Лихачев хрустит пальцами. Обхватил бы ее сейчас и зацеловал бы! Змея… Так и скользит между пальцев!
Кивнув головой Нильсу, она идет переодеваться. Классы кончены.
На улице Лихачев догоняет Маню. Она оглядывается, и в лице ее разочарование.
– Неужели вы не видите, что я страдаю? – говорит он ей капризным тоном человека, не привыкшего встречать отпор.
Она грустно улыбается. О нем ли грезит она весь этот месяц, обдумывая детали пантомимы, в которой публично выступит скоро? Выступит в первый раз.
Нет, нет. Далек и ненужен ей этот Лихачев, который шагает вот тут, рядом с нею, унылый и смешной в своем старомодном пальто. Она думает о красавце испанце, который занят с нею в пантомиме и преследует ее своей любовью. Его глаза, его губы, его движения чаруют и вдохновляют ее. Она любит этого испанца.
– Не сердитесь, милый Нильс. Сцена и успех залечат все ваши раны.
– Я буду думать о вас всю ночь, целовать вас буду во сне!
– Я тоже…
– Вот видите, видите… Это не называется дразнить? Вы безжалостная кокетка!
– Неправда, Нильс! Вы не умеете ценить моей искренности. Вас любит артистка, а не женщина. Вы мое вдохновение… Моя радость… Неужели вам этого мало?

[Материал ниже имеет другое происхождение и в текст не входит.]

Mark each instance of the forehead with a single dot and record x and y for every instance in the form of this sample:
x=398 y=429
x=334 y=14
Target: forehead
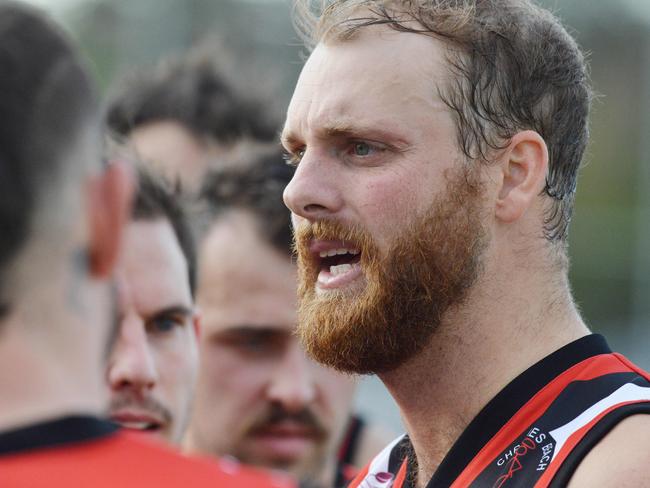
x=381 y=77
x=243 y=280
x=152 y=271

Сейчас вот я сяду в трамвай, закрою глаза и всю долгую дорогу буду видеть ваше лицо под гримом, ваши глаза, ваши жесты. Постойте! Не перебивайте. Я лягу в постель и буду обдумывать… Благоговейно, слышите ли? Благоговейно буду обдумывать мою роль. Все ли я верно поняла? Все ли я сумела передать? По-моему, нынче вкралась какая-то дисгармония. Вы что-то упустили, а может, и я. Это надо обдумать…
– Все возможно. Я голову теряю… Я могу провалить роль…
– Молчите, Нильс! Не терять должно искусство от всего, что мы переживаем, а выигрывать. Иначе мы с вами не артисты, а дилетанты. И потом вы ошибаетесь. Или я знаю вас лучше, чем вы себя знаете? Сцена ваша стихия. Вы счастливее и сильнее меня. И в своем чувстве ко мне вы тоже заблуждаетесь. Вы любите вашу жену – как женщину… А меня… замолчите!.. Я знаю… А меня – как красоту… как вдохновение… Вот почему я радостно смеюсь, когда вы говорите мне о любви. Я горжусь этим. Я счастлива. Вот и мой трам… До свидания, Нильс! До завтра…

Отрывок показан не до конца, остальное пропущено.